Damned if I know... I can print that data, what commands would be useful in your opinion?

I believe nproc and free -g should be enough

@kilobyte bump - can you pls provide the data I asked for - that'd be appreciated 😃

can you also, please, update memkind to a more recent version (1.14.0 at best)

nproc is 15 is build1, 16 in build2; memory for both: 48G RAM + 200G swap; filesystem: tmpfs 24G
The results are random; currently both runs have succeeded.

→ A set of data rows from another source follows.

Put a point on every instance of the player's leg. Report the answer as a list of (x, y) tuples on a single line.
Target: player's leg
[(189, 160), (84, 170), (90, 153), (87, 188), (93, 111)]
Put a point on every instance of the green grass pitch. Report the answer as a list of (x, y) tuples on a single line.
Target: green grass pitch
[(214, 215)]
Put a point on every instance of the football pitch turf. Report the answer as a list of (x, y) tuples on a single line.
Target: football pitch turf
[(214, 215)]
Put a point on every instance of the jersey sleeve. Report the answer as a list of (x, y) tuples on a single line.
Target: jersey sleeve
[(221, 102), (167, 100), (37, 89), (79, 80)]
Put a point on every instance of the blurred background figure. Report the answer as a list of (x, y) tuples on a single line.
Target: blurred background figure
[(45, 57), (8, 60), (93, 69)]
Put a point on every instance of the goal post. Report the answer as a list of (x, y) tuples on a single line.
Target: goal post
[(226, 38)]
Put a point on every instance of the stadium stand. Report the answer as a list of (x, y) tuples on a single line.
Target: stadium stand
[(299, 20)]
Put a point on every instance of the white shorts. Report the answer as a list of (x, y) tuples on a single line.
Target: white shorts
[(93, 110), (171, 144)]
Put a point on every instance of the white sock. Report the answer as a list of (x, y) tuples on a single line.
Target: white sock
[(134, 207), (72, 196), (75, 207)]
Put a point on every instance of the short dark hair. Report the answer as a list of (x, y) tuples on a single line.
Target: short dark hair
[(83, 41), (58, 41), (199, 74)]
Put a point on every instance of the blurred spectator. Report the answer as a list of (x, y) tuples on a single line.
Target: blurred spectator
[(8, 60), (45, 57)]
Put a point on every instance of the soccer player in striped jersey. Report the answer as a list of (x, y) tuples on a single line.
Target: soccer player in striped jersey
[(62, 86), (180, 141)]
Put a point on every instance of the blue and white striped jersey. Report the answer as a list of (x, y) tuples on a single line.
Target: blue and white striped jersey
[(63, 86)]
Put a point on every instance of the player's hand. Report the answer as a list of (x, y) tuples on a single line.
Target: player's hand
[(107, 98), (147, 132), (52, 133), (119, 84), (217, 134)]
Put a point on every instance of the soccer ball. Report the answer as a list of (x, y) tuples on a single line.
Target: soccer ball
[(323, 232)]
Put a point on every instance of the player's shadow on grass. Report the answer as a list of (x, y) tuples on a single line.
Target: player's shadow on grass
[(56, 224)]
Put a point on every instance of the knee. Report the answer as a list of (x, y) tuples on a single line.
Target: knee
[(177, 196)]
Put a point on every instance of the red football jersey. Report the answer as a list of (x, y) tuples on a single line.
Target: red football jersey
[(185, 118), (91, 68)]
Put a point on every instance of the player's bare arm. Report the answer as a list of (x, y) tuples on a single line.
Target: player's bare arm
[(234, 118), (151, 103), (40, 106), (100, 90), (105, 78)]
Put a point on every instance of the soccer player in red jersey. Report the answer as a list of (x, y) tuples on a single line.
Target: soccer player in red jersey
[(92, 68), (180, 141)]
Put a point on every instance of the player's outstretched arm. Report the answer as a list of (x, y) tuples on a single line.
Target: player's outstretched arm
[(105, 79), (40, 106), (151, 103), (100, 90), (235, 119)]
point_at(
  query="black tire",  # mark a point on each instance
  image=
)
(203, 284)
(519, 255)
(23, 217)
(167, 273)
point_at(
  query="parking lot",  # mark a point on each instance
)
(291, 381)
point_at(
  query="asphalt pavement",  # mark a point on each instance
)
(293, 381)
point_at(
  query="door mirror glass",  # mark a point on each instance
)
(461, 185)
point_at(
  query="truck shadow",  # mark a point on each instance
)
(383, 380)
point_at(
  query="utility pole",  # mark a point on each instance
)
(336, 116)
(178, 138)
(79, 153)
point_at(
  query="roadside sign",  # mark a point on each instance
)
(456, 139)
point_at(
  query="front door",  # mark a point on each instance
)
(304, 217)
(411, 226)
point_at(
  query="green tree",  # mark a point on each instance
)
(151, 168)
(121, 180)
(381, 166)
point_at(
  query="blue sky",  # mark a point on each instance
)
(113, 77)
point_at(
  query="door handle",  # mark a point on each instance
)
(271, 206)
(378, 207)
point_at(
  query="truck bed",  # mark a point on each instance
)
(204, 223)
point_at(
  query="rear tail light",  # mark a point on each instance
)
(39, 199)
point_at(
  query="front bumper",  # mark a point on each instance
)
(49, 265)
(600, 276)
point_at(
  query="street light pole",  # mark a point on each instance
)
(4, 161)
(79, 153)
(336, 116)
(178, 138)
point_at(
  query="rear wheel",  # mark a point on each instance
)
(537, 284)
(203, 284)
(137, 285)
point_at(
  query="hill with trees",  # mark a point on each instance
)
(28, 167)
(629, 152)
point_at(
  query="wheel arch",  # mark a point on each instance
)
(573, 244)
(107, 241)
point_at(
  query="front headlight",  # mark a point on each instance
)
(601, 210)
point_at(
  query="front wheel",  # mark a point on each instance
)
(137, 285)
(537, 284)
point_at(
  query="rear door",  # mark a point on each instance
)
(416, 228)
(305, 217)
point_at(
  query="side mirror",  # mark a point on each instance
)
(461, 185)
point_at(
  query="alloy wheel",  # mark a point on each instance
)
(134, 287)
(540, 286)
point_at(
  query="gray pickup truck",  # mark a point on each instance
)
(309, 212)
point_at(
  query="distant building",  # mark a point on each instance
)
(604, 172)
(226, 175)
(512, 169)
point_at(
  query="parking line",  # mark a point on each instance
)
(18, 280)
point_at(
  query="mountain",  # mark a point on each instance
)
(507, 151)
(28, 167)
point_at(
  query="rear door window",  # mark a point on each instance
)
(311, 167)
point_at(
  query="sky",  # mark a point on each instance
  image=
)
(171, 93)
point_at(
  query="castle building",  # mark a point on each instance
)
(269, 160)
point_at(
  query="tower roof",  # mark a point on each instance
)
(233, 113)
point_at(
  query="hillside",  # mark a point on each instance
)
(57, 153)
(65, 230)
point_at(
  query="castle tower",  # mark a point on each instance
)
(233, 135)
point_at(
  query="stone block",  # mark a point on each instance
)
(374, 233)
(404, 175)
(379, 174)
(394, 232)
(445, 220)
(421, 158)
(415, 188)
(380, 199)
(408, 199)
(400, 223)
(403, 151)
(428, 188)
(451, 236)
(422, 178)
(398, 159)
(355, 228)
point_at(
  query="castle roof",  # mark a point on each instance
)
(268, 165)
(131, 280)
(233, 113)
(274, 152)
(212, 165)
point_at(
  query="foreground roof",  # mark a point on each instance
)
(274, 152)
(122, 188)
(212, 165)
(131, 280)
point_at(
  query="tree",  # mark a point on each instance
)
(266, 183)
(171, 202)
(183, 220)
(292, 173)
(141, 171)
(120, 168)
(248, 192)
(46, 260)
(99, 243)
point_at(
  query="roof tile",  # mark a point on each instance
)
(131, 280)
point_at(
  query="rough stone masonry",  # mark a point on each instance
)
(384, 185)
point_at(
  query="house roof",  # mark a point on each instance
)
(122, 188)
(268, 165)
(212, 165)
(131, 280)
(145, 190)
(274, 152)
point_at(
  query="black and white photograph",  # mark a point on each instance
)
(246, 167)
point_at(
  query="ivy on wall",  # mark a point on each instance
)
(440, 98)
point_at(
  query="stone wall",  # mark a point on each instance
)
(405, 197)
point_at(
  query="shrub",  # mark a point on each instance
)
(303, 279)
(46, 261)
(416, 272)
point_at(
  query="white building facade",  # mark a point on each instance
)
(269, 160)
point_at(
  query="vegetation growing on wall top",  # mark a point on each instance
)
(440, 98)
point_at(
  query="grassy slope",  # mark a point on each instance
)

I even see a comment on the RB page:

Comments: rpath issue fixed by -DCMAKE_BUILD_RPATH_USE_ORIGIN=ON, but unable to verify effect on test suite due to nondeterministic failures.

Thus others see random fails too.

... so I was about to report that the fail is no more, but it turns out all my recent tests have -E 'vcmap__concurrent_put_get_remove_.*' thus RB no longer failing is not as good as it seems.